После «фо-филе» заказана была ещё форель, потом подкатили столик на колёсиках с не менее чем десятью сортами сыра, закончили всё ананасным мороженым со сливками и кофе-экспресс. Попутно добавлена была и «Смирновская».
— Трудно было оторваться от коллектива? — спросил Виталий.
— Как тебе сказать. Коллектив всё же особый, кто не хочет оторваться? Да все. Сам Симонов что-то там насчёт «Галлимара» говорил.
— А кроме него, другого товарища в штатском при вас нету?
— Есть, но она дама приличная. Относительно, конечно.
— А если засечёт?
— Они этот ресторан не знают…
— И всё же?
— Что ж, буду нести ответ. Скажу, что…
— Случайно встретились на улице, неловко было отказать…
Мы оба рассмеялись, ну как не догадаться, что именно так я отвечу, засеки меня Клавдия Сергеевна.
И надо же, чтоб, выходя из ресторана, мы нос к носу столкнулись именно с ней. Она вместе с Коротичем и Рождественским стояла на углу рю де Ренн и разглядывала в витрине дублёнки.

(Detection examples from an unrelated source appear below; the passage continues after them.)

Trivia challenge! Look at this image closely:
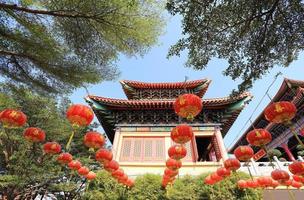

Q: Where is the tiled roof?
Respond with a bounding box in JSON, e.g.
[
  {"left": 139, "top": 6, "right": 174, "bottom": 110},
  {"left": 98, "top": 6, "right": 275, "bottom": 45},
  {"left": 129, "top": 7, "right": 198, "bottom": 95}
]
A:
[
  {"left": 229, "top": 78, "right": 304, "bottom": 153},
  {"left": 120, "top": 79, "right": 210, "bottom": 89},
  {"left": 87, "top": 93, "right": 251, "bottom": 109},
  {"left": 120, "top": 79, "right": 211, "bottom": 99}
]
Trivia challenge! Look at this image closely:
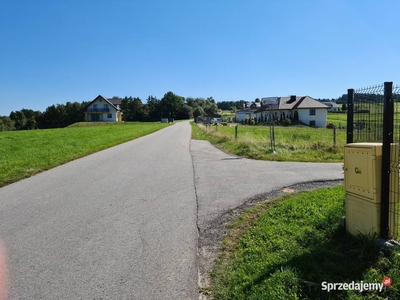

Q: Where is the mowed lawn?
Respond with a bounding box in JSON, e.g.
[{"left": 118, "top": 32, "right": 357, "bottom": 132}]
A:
[
  {"left": 0, "top": 123, "right": 168, "bottom": 187},
  {"left": 192, "top": 124, "right": 346, "bottom": 162}
]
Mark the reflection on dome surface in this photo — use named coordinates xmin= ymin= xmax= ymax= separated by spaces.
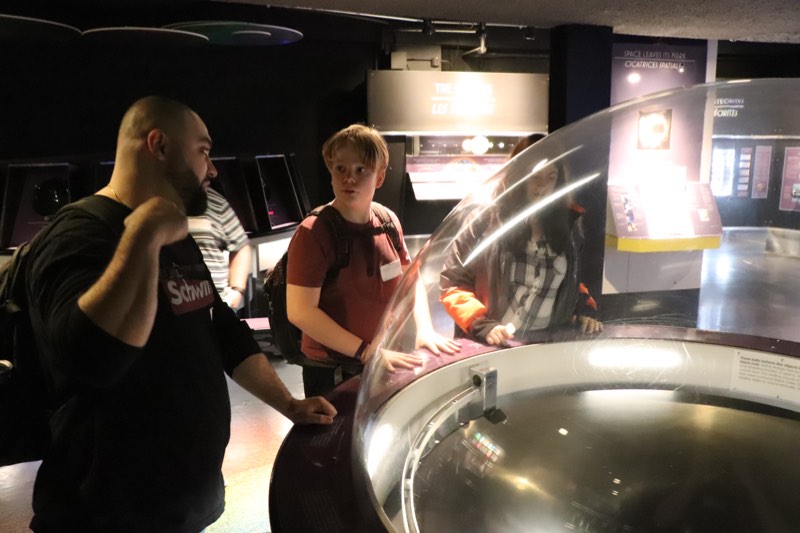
xmin=353 ymin=79 xmax=800 ymax=532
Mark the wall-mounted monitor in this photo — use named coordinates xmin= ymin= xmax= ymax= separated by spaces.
xmin=255 ymin=154 xmax=305 ymax=230
xmin=0 ymin=163 xmax=73 ymax=248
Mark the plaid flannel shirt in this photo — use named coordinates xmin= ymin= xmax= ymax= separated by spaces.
xmin=501 ymin=239 xmax=567 ymax=333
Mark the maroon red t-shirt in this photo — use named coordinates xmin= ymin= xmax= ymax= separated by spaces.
xmin=286 ymin=204 xmax=411 ymax=361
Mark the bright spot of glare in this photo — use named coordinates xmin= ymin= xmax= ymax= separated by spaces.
xmin=367 ymin=424 xmax=396 ymax=478
xmin=589 ymin=345 xmax=681 ymax=368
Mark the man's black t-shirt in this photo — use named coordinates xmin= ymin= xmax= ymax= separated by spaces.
xmin=28 ymin=196 xmax=260 ymax=533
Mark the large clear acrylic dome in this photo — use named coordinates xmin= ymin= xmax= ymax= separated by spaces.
xmin=353 ymin=79 xmax=800 ymax=533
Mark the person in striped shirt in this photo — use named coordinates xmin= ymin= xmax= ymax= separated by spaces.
xmin=189 ymin=188 xmax=252 ymax=310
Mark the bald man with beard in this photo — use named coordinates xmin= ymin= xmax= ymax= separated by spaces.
xmin=27 ymin=96 xmax=336 ymax=533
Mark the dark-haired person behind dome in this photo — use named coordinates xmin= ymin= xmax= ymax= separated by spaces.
xmin=440 ymin=137 xmax=603 ymax=345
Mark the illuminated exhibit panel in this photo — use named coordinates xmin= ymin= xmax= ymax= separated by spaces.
xmin=367 ymin=70 xmax=548 ymax=201
xmin=353 ymin=80 xmax=800 ymax=532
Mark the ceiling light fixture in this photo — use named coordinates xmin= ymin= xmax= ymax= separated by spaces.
xmin=422 ymin=19 xmax=436 ymax=35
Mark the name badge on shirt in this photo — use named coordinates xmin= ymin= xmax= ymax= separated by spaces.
xmin=381 ymin=259 xmax=403 ymax=281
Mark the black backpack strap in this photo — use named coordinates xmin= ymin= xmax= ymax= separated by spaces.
xmin=309 ymin=204 xmax=352 ymax=270
xmin=372 ymin=202 xmax=403 ymax=255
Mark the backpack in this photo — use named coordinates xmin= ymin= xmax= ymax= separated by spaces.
xmin=0 ymin=196 xmax=109 ymax=466
xmin=0 ymin=243 xmax=51 ymax=466
xmin=264 ymin=202 xmax=403 ymax=366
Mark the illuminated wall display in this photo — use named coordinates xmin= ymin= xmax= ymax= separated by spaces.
xmin=780 ymin=146 xmax=800 ymax=211
xmin=367 ymin=70 xmax=549 ymax=136
xmin=607 ymin=43 xmax=720 ymax=252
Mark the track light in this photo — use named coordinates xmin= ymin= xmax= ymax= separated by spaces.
xmin=522 ymin=26 xmax=536 ymax=41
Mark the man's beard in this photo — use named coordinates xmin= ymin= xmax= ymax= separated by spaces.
xmin=170 ymin=166 xmax=208 ymax=217
xmin=181 ymin=185 xmax=208 ymax=217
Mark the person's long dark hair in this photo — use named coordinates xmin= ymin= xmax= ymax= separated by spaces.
xmin=498 ymin=158 xmax=572 ymax=255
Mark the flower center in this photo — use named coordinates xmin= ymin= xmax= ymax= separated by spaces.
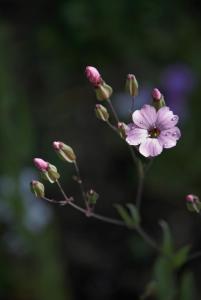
xmin=149 ymin=128 xmax=161 ymax=138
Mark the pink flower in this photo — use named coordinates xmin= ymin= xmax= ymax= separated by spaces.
xmin=126 ymin=105 xmax=181 ymax=157
xmin=52 ymin=142 xmax=63 ymax=150
xmin=33 ymin=158 xmax=49 ymax=171
xmin=85 ymin=66 xmax=102 ymax=87
xmin=186 ymin=194 xmax=195 ymax=203
xmin=152 ymin=88 xmax=162 ymax=101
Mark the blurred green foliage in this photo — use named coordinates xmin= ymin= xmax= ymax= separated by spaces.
xmin=0 ymin=0 xmax=201 ymax=300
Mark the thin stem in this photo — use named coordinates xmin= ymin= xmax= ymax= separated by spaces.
xmin=42 ymin=193 xmax=161 ymax=252
xmin=144 ymin=158 xmax=154 ymax=174
xmin=186 ymin=251 xmax=201 ymax=263
xmin=107 ymin=99 xmax=119 ymax=124
xmin=56 ymin=179 xmax=72 ymax=202
xmin=74 ymin=161 xmax=87 ymax=204
xmin=136 ymin=160 xmax=144 ymax=210
xmin=107 ymin=99 xmax=144 ymax=209
xmin=131 ymin=96 xmax=135 ymax=115
xmin=106 ymin=120 xmax=119 ymax=135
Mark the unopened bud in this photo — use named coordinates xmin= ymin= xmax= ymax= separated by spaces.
xmin=186 ymin=194 xmax=201 ymax=213
xmin=86 ymin=189 xmax=99 ymax=205
xmin=126 ymin=74 xmax=138 ymax=97
xmin=151 ymin=88 xmax=162 ymax=101
xmin=118 ymin=122 xmax=128 ymax=139
xmin=53 ymin=142 xmax=76 ymax=163
xmin=85 ymin=66 xmax=102 ymax=87
xmin=95 ymin=82 xmax=113 ymax=101
xmin=30 ymin=180 xmax=45 ymax=198
xmin=33 ymin=158 xmax=48 ymax=171
xmin=95 ymin=104 xmax=109 ymax=122
xmin=151 ymin=88 xmax=166 ymax=110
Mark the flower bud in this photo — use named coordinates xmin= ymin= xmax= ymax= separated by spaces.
xmin=186 ymin=194 xmax=201 ymax=213
xmin=151 ymin=88 xmax=162 ymax=101
xmin=30 ymin=180 xmax=45 ymax=198
xmin=126 ymin=74 xmax=138 ymax=97
xmin=151 ymin=88 xmax=166 ymax=110
xmin=95 ymin=82 xmax=113 ymax=101
xmin=95 ymin=104 xmax=109 ymax=122
xmin=44 ymin=164 xmax=60 ymax=183
xmin=118 ymin=122 xmax=128 ymax=139
xmin=33 ymin=158 xmax=48 ymax=171
xmin=53 ymin=142 xmax=76 ymax=163
xmin=85 ymin=66 xmax=102 ymax=87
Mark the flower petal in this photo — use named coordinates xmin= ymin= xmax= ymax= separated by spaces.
xmin=139 ymin=138 xmax=163 ymax=157
xmin=126 ymin=128 xmax=148 ymax=146
xmin=158 ymin=127 xmax=181 ymax=148
xmin=132 ymin=105 xmax=157 ymax=129
xmin=156 ymin=106 xmax=179 ymax=130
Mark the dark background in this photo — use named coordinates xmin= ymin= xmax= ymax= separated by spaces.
xmin=0 ymin=0 xmax=201 ymax=300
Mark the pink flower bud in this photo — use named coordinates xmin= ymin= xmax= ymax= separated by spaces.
xmin=33 ymin=158 xmax=49 ymax=171
xmin=152 ymin=89 xmax=162 ymax=101
xmin=52 ymin=141 xmax=63 ymax=150
xmin=85 ymin=66 xmax=102 ymax=87
xmin=186 ymin=194 xmax=195 ymax=203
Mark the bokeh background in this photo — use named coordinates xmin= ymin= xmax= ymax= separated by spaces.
xmin=0 ymin=0 xmax=201 ymax=300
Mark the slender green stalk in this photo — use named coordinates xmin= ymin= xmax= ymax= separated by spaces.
xmin=107 ymin=99 xmax=144 ymax=210
xmin=74 ymin=161 xmax=87 ymax=204
xmin=107 ymin=99 xmax=119 ymax=124
xmin=42 ymin=181 xmax=161 ymax=251
xmin=136 ymin=159 xmax=144 ymax=211
xmin=131 ymin=96 xmax=135 ymax=116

Вечером, когда все шли на приём в общество «Франция — СССР», она в холле гостиницы весьма корректно, но с интонациями классной дамы сказала мне, отведя в сторону:
— Вы же не мальчик, Виктор Платонович, и должны были бы понимать, что советскому писателю как-то не к лицу встречаться с отщепенцами. Член партии всё же…

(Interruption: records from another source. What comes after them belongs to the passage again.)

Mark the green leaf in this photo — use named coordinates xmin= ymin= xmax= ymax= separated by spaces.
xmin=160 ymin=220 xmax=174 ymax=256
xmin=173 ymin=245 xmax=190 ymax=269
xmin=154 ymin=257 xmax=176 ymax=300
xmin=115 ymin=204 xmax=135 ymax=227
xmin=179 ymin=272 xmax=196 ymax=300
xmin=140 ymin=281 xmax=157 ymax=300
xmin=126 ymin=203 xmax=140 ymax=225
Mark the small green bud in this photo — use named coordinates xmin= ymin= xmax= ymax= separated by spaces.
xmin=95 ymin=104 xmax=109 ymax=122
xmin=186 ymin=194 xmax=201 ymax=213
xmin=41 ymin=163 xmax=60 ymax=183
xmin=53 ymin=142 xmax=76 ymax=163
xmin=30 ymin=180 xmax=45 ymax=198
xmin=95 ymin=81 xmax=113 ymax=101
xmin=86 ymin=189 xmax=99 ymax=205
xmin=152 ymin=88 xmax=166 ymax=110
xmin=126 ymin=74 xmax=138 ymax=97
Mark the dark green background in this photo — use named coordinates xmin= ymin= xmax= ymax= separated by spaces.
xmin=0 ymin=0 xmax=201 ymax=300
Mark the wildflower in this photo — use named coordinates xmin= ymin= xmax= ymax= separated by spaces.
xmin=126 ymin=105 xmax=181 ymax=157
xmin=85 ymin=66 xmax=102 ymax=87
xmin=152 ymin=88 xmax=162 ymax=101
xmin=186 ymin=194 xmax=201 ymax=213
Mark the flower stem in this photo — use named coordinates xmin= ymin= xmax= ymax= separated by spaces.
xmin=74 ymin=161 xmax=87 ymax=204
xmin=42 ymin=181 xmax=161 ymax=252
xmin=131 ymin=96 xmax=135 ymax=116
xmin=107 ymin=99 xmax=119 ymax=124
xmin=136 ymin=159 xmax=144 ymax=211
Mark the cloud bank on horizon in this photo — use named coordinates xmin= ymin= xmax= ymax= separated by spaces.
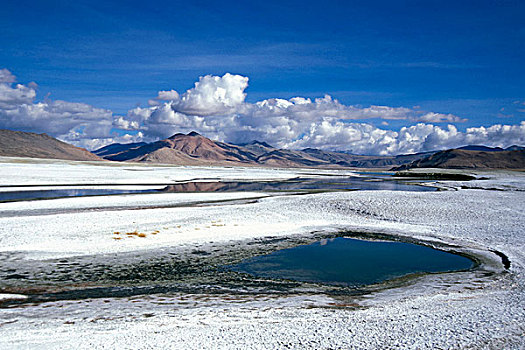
xmin=0 ymin=68 xmax=525 ymax=155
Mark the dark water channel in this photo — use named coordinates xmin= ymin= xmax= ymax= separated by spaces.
xmin=0 ymin=174 xmax=435 ymax=202
xmin=229 ymin=237 xmax=474 ymax=287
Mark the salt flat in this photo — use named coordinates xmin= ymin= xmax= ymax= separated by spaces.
xmin=0 ymin=158 xmax=525 ymax=349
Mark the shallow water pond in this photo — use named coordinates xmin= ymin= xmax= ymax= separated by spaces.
xmin=0 ymin=174 xmax=436 ymax=202
xmin=228 ymin=237 xmax=474 ymax=287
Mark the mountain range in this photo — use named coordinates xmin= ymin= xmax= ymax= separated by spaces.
xmin=0 ymin=129 xmax=103 ymax=160
xmin=0 ymin=130 xmax=525 ymax=170
xmin=93 ymin=132 xmax=429 ymax=168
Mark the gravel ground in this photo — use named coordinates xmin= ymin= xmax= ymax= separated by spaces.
xmin=0 ymin=163 xmax=525 ymax=349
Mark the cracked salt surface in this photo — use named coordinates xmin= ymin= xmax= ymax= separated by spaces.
xmin=0 ymin=162 xmax=525 ymax=349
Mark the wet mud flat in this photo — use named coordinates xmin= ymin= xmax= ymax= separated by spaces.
xmin=0 ymin=174 xmax=436 ymax=203
xmin=0 ymin=232 xmax=503 ymax=308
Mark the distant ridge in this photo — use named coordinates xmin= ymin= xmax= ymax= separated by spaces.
xmin=94 ymin=131 xmax=428 ymax=168
xmin=0 ymin=129 xmax=103 ymax=160
xmin=392 ymin=146 xmax=525 ymax=170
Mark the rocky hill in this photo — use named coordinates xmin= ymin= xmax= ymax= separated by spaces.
xmin=0 ymin=129 xmax=103 ymax=160
xmin=94 ymin=132 xmax=434 ymax=168
xmin=392 ymin=149 xmax=525 ymax=170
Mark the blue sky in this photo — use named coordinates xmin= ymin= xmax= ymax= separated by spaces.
xmin=0 ymin=0 xmax=525 ymax=153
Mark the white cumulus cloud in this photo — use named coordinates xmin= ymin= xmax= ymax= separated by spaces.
xmin=0 ymin=69 xmax=525 ymax=155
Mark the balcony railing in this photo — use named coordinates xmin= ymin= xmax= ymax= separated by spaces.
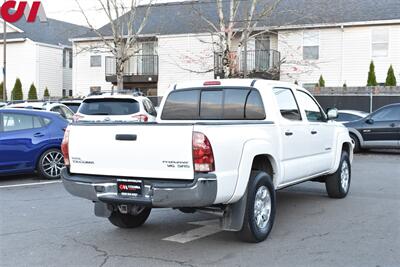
xmin=106 ymin=55 xmax=158 ymax=76
xmin=214 ymin=50 xmax=281 ymax=80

Я ответил что-то вроде того, что вырос из того возраста, когда извиняются за содеянное и отвечают «больше не буду», но осадок остался мерзейший.
Виталий только улыбнулся, когда я рассказал ему на следующий день об этой стычке.
— Дорогой Александр Матросов, грудь твою уже прострелили, но давай всё же устроим поминки.
И повёл меня в маленький ресторанчик «Л'Эклюз», на берегу Сены, против букинистов, в двух шагах от Буль-Миша.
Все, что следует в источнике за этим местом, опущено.